5533 Background: Significant improvements in the management of MGCOC have been achieved during the past two decades. However, data on long term risk conferred by radiation and chemotherapy is scarce. This is a long-term follow-up study of presentation, survival and second cancers. Methods: 360 female patients with histologically confirmed MGCOC, recorded in the CRN between 1953 and 2009 were identified. Patients, diagnosed before 1980 were separated from those with a diagnosis 1980+, reflecting the introduction of cis-platin based chemotherapy. Data on survival and second cancer incidence were obtained by linkage to the CRN. Cox Hazards Models and Kaplan Meier estimates were used. Results: The annual incidence doubled during the observation time.
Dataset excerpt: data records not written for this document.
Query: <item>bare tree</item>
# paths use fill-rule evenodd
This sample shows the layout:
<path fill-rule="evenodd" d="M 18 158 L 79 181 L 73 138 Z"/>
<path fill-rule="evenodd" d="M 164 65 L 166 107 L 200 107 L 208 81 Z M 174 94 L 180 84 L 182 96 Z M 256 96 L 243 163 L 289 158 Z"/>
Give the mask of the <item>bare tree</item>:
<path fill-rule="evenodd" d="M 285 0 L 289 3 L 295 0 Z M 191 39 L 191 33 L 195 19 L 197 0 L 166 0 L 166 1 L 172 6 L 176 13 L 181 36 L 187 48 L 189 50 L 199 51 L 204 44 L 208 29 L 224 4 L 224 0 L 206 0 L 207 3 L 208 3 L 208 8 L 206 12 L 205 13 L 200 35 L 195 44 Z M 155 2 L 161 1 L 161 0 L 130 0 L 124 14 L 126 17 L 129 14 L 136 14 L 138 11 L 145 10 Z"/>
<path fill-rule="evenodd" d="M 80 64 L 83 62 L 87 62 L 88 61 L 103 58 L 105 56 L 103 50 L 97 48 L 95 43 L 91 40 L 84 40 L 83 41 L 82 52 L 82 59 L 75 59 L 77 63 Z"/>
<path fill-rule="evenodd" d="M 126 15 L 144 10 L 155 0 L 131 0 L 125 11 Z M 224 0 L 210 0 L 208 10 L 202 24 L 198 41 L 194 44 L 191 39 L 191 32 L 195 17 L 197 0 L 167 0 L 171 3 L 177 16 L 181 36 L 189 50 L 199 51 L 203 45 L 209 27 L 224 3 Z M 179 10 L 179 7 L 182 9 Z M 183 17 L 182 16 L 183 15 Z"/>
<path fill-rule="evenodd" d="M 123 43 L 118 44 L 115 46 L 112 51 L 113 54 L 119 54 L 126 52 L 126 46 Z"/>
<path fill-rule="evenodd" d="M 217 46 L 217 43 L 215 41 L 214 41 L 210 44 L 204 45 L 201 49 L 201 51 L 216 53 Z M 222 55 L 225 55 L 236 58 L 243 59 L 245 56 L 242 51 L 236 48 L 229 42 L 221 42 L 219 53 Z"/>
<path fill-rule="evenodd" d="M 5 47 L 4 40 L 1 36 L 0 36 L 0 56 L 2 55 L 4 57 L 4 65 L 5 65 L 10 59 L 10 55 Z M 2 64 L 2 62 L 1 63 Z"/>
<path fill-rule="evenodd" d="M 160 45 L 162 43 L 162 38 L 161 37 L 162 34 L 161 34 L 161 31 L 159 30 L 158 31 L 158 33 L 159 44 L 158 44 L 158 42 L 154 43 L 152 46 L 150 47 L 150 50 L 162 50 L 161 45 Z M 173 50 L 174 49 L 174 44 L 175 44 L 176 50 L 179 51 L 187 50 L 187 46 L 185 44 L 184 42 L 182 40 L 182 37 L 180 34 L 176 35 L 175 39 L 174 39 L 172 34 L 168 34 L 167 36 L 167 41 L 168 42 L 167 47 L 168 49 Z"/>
Malignant teratoma was the most common histological subtype (n = 190 [53%]), followed by dysgerminoma (n = 113 [31%]) and other non - dysgerminoma tumors (n = 57 [16%]). Over two thirds of the patients (median age 34 years [range 2-92]) had localized disease with distant disease in 23%. Before 1980 70% of 159 patients received subdiaphragmatic radiotherapy, this percentage was reduced to 24% after 1980, while chemotherapy increased from 11% to 38%. The 10 years ovarian cancer specific survival (OvCSS) (median follow-up time of 9.8 years [range: 0 - 54]) increased significantly to 93% in women treated in 1980+ compared to 62% to those with an earlier diagnosis (p <0.001) . Significant period-related improvement in OvCSS was observed independently from the extent of the disease and for all histological subtypes. Women aged >50 years had a significantly poorer OvCSS than younger ones, (HR=5.98, 95%CI [3.39 to 10.57]) adjusted for histological type and stage. A second cancer was diagnosed in 27 women, 63% of these cancers were located below the diaphragm within or close to the radiation field. Conclusions: The incidence of MGCOC is rising in Norway. We observed significant improvement of ovarian cancer specific survival after the introduction of cisplatin-based chemotherapy. The development of second cancer after treatment for MGCOC seems to be related to abdominal radiotherapy.